Furla Series, Kelly Akashi Transforms the GAM into an Inner Journey
The Fondazione Furla transforms the space of the Galleria d’Arte Moderna in Milan into a dreamlike landscape filled with plants, flowers, shells, and parts of the human body. This is thanks to the delicate and visionary art of Kelly Akashi, the protagonist of the sixth edition of the Furla Series. An American artist of Japanese descent, the forty-one-year-old Akashi presents “Converging Figures,” curated by Bruna Roccasalva and promoted by Fondazione Furla and GAM – Galleria d’Arte Moderna, Milan.
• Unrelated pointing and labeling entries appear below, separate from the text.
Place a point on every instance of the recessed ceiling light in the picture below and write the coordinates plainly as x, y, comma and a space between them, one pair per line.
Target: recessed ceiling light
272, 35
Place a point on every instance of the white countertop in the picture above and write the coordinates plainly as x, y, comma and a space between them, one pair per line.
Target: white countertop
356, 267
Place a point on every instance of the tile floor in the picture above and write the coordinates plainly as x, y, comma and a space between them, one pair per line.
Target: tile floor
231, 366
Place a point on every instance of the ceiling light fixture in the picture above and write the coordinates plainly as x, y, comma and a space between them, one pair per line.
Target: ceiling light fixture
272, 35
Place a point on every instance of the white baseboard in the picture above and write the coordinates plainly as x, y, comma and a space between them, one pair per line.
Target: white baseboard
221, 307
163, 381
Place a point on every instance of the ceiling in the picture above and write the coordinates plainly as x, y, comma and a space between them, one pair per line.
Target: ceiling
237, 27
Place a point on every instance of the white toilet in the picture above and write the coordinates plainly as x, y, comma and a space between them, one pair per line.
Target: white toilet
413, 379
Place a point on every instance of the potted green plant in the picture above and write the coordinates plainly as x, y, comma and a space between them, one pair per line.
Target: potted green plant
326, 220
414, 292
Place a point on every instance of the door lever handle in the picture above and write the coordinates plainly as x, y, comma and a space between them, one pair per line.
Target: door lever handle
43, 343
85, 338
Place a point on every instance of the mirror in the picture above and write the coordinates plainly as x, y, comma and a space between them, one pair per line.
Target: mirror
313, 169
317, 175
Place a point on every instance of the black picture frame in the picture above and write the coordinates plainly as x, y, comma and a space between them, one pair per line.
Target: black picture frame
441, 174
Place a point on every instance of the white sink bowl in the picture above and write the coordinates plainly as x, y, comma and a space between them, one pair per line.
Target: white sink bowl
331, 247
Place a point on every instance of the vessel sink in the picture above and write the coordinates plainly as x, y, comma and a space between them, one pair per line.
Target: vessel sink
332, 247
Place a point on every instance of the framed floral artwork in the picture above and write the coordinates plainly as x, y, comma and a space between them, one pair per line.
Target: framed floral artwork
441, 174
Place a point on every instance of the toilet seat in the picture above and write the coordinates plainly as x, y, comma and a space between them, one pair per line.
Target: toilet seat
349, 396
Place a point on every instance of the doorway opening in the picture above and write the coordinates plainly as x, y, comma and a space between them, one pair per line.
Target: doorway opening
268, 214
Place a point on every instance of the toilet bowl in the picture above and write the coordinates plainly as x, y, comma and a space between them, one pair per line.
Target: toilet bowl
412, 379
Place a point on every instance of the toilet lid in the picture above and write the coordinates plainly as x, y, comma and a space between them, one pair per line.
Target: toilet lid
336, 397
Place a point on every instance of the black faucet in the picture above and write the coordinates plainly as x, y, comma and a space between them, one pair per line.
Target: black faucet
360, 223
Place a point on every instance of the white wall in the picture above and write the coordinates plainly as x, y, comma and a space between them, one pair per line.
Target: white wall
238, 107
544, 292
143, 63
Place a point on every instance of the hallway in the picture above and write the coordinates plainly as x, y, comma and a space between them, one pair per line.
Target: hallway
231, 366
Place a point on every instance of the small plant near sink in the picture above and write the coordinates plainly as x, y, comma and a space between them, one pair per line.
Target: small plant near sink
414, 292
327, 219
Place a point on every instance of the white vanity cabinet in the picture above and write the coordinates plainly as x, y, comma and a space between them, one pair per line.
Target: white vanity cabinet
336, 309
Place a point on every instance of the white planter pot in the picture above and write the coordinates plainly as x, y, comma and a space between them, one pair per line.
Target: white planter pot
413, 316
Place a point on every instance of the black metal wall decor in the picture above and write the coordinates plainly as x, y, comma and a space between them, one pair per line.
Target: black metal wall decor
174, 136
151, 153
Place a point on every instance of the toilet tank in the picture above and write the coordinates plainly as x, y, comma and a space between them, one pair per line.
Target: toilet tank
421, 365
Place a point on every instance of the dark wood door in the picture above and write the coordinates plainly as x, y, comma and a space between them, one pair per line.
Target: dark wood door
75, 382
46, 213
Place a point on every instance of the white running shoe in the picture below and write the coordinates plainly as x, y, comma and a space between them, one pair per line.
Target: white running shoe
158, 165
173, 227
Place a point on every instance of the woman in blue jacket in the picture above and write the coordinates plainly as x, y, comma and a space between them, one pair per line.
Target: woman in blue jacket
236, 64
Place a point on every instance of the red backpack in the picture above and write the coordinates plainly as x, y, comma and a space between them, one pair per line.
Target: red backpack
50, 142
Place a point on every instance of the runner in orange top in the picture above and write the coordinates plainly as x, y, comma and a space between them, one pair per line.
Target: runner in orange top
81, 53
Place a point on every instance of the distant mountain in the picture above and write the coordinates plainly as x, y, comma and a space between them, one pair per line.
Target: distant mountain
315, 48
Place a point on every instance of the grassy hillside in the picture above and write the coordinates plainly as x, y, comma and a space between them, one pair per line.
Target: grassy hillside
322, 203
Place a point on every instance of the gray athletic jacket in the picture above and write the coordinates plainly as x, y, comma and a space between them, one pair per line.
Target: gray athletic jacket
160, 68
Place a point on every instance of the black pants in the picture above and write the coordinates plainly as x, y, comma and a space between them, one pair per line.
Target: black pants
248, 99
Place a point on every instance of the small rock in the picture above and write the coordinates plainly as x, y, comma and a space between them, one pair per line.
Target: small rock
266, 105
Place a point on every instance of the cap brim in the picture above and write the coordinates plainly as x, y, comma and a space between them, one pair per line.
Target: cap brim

This project, which Akashi realized by molding elements such as glass, wax, and bronze, aims to explore existential issues like time and space, the impermanence of the natural world, the transience of the human body, and entropy, through a different perspective in which humans are not the center of everything, but merely a part of it.
The exhibition (open until December 8) was inaugurated the other night at the GAM with an exclusive dinner. Guests wandered, curious and fascinated, through the various works of the Los Angeles-born artist, displayed in a path that weaves through the permanent collection. The dinner party saw the participation of numerous figures from the worlds of art and culture, such as Giovanna Furlanetto, Simone Menegoi, Vincenzo de Bellis, Silvia Grilli, Nicole Saikalis Bay, Nicola Ricciardi, Luigi Fassi, and Alice Guareschi. A rendezvous set amidst past works and contemporary creations, it was a magical reflection on the passage of time and on ourselves.